There was some kind of corrosion, i wouldn't say it is rust, but it is not very clean, i am talking about the connector. Should i buy a replacement clamp? What is it called and where do I typically buy these parts?


----------



## Marqed97 (Mar 19, 2011)

Looks like a pretty standard 1/4" slip-fit (female) on the wire. I'd just make sure it is tightly crimped onto the wire, and that it is tight on the male spade. Other than that the appliance might have something else wrong causing it to draw too much current and overheat the wire.


----------



## ghary (Nov 6, 2014)

Marqed97 said:


> Looks like a pretty standard 1/4" slip-fit (female) on the wire. I'd just make sure it is tightly crimped onto the wire, and that it is tight on the male spade. Other than that the appliance might have something else wrong causing it to draw too much current and overheat the wire.

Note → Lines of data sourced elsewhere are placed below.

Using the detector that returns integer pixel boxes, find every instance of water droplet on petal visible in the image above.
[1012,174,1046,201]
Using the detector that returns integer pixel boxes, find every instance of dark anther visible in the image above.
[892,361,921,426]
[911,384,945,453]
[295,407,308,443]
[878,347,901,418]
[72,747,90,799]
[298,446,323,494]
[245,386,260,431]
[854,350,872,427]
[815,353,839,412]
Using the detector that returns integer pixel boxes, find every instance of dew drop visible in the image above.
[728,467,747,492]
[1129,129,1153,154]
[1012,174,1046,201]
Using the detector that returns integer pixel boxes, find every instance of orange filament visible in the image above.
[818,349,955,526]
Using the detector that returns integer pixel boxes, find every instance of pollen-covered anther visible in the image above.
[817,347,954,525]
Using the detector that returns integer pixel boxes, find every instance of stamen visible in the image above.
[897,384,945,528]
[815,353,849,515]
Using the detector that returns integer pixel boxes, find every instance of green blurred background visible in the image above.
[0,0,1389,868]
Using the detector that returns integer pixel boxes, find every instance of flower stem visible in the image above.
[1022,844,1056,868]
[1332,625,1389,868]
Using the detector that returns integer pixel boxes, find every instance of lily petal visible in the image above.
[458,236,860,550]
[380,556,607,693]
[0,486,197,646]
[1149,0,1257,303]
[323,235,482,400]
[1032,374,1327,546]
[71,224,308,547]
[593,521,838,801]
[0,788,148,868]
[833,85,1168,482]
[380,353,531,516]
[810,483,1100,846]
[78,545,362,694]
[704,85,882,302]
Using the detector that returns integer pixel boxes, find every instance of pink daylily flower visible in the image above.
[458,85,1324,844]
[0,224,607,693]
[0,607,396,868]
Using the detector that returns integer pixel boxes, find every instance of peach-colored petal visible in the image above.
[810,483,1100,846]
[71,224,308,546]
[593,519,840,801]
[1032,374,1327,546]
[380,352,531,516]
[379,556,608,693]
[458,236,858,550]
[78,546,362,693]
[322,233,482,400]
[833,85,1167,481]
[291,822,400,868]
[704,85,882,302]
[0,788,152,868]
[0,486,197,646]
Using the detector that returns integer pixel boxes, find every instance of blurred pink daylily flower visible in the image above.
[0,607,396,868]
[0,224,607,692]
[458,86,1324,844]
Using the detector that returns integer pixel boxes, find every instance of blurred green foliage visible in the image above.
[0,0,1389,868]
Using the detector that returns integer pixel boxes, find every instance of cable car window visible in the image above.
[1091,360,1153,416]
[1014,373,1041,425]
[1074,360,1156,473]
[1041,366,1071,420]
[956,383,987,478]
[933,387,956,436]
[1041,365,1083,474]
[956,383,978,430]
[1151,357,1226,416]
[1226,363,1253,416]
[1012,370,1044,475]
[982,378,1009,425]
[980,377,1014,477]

Where can I buy the 1/4" slip fit on the wires? Is that what they are really called? Does Home Depot have them?


----------



## thefixer56 (Feb 23, 2014)

They are called quick disconnect terminals. You will likely need to replace that wire as well. When you strip the insulation to install the new terminal, if the wire strands are dark in color, your going to end up with the same problem. You must have clean wire strands. You will also need to clean up the terminal that the wire terminal connects to. You should also have the proper crimp tool to install the terminal.


----------



## ghary (Nov 6, 2014)

Does homedepot sells these things? or do I have to go to some specialized hobby store? or online? (which site can you suggest?) I don't think home depot will sell such a thing?


----------



## ChuckF. (Aug 25, 2013)

A car-parts place like PEP Boys or Autozone will be better for that connector. You really need a proper pair of crimpers to do a half-decent job of applying it though. 

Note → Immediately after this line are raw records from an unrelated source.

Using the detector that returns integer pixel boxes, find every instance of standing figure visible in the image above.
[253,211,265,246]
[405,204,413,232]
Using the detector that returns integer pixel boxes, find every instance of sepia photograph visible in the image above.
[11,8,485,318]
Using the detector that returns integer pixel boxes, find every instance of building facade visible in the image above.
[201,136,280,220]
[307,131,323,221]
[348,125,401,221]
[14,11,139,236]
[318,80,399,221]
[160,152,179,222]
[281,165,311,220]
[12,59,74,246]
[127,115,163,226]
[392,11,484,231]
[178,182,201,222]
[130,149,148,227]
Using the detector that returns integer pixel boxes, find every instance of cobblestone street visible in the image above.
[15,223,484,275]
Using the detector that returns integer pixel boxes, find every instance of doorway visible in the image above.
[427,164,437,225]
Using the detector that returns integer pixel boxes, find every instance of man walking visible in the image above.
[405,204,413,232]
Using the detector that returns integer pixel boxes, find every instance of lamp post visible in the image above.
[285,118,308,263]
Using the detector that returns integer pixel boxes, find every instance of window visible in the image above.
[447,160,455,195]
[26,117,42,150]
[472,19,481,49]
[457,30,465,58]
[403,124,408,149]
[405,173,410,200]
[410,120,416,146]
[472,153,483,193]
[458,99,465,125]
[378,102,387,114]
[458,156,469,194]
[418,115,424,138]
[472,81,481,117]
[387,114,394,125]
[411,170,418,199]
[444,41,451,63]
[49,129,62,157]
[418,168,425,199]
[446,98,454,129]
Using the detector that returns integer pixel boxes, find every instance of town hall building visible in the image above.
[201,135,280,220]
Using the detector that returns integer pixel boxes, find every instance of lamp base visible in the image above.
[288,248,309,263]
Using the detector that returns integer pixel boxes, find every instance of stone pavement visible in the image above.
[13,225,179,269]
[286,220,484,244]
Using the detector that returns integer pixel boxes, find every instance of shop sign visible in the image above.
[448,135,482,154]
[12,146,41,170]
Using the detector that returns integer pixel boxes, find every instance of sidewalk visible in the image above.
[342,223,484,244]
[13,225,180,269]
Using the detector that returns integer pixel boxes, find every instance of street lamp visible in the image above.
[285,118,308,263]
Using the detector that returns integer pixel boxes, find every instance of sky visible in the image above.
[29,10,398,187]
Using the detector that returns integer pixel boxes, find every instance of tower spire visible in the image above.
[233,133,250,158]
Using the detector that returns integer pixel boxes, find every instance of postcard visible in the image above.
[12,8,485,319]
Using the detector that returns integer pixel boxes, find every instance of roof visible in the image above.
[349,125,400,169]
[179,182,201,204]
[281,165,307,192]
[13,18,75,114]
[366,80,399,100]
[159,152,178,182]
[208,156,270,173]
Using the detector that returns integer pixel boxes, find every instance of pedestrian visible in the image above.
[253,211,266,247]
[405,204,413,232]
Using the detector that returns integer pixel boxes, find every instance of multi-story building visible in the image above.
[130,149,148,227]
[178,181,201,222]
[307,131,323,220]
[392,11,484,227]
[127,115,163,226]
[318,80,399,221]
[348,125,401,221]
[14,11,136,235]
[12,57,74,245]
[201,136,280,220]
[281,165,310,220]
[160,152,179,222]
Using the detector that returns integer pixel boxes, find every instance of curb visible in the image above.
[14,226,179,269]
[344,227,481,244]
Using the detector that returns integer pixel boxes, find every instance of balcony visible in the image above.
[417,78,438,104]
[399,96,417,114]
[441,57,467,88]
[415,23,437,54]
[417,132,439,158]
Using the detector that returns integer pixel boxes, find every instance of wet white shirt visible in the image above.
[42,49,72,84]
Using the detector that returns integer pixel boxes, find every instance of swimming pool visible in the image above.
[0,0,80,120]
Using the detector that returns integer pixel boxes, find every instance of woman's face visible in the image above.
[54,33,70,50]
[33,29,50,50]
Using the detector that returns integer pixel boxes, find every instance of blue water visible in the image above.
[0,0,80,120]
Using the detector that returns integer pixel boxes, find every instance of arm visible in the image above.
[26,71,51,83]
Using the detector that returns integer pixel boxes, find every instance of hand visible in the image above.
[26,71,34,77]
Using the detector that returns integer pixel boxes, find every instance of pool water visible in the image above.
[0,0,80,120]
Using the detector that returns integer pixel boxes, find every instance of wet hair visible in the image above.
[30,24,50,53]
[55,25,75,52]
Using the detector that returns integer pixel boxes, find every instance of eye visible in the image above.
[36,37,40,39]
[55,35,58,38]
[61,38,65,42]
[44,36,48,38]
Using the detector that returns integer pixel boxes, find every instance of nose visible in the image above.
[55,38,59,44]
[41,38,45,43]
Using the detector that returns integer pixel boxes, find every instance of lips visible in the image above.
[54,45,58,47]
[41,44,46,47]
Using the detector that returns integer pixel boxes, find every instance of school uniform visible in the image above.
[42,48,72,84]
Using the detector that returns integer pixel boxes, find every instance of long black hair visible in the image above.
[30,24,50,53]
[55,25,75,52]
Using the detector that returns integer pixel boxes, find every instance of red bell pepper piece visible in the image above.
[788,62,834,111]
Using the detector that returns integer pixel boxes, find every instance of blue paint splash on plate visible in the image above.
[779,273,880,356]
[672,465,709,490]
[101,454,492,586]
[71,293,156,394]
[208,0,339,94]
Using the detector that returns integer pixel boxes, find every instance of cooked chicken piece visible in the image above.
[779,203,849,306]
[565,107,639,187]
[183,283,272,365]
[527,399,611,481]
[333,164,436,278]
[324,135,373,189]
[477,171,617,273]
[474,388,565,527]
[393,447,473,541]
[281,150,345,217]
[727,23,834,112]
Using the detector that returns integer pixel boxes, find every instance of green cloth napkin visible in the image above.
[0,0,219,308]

Possible problems: that might be a non-copper wire that is attached to the connector with a spot-weld because of the high heat environment. You might be better off to unmate the existing connector, try to tighten it and remate it.


----------



## Thurman (Feb 9, 2009)

The OP states that "I cut off about 1/4 inch off the wire, and reattached it to the metal clamp". My first thought was: did the OP cut the wire just behind the female connector, then strip the wire, then push the new end of the wire into the female connector, rather then installing a new female connector and crimping the connection? IF the wire was just pushed into the old connector then YES there is a bad connection and this certainly would make the old female connector glow many different colors.


----------



## gregzoll (Dec 25, 2006)

Easier to just go spend $10 on a new toaster, than risk having a fire hazard.


----------



## mikegp (Jul 17, 2011)

Did you provide the connector or it was there already?

I had the same thing happen to mine and added my own connector and it lasted about a year before causing a fire. Be careful.


----------



## SeniorSitizen (Sep 10, 2012)

gregzoll said:


> Easier to just go spend $10 on a new toaster, than risk having a fire hazard.


Haven't you noticed the price increases of nearly 100 percent in the past 6 years of nearly everything? :laughing: Rival T/O are now 18 + change + tax at wally world.


----------



## ghary (Nov 6, 2014)

I ended up throwing it out with the garbage.


----------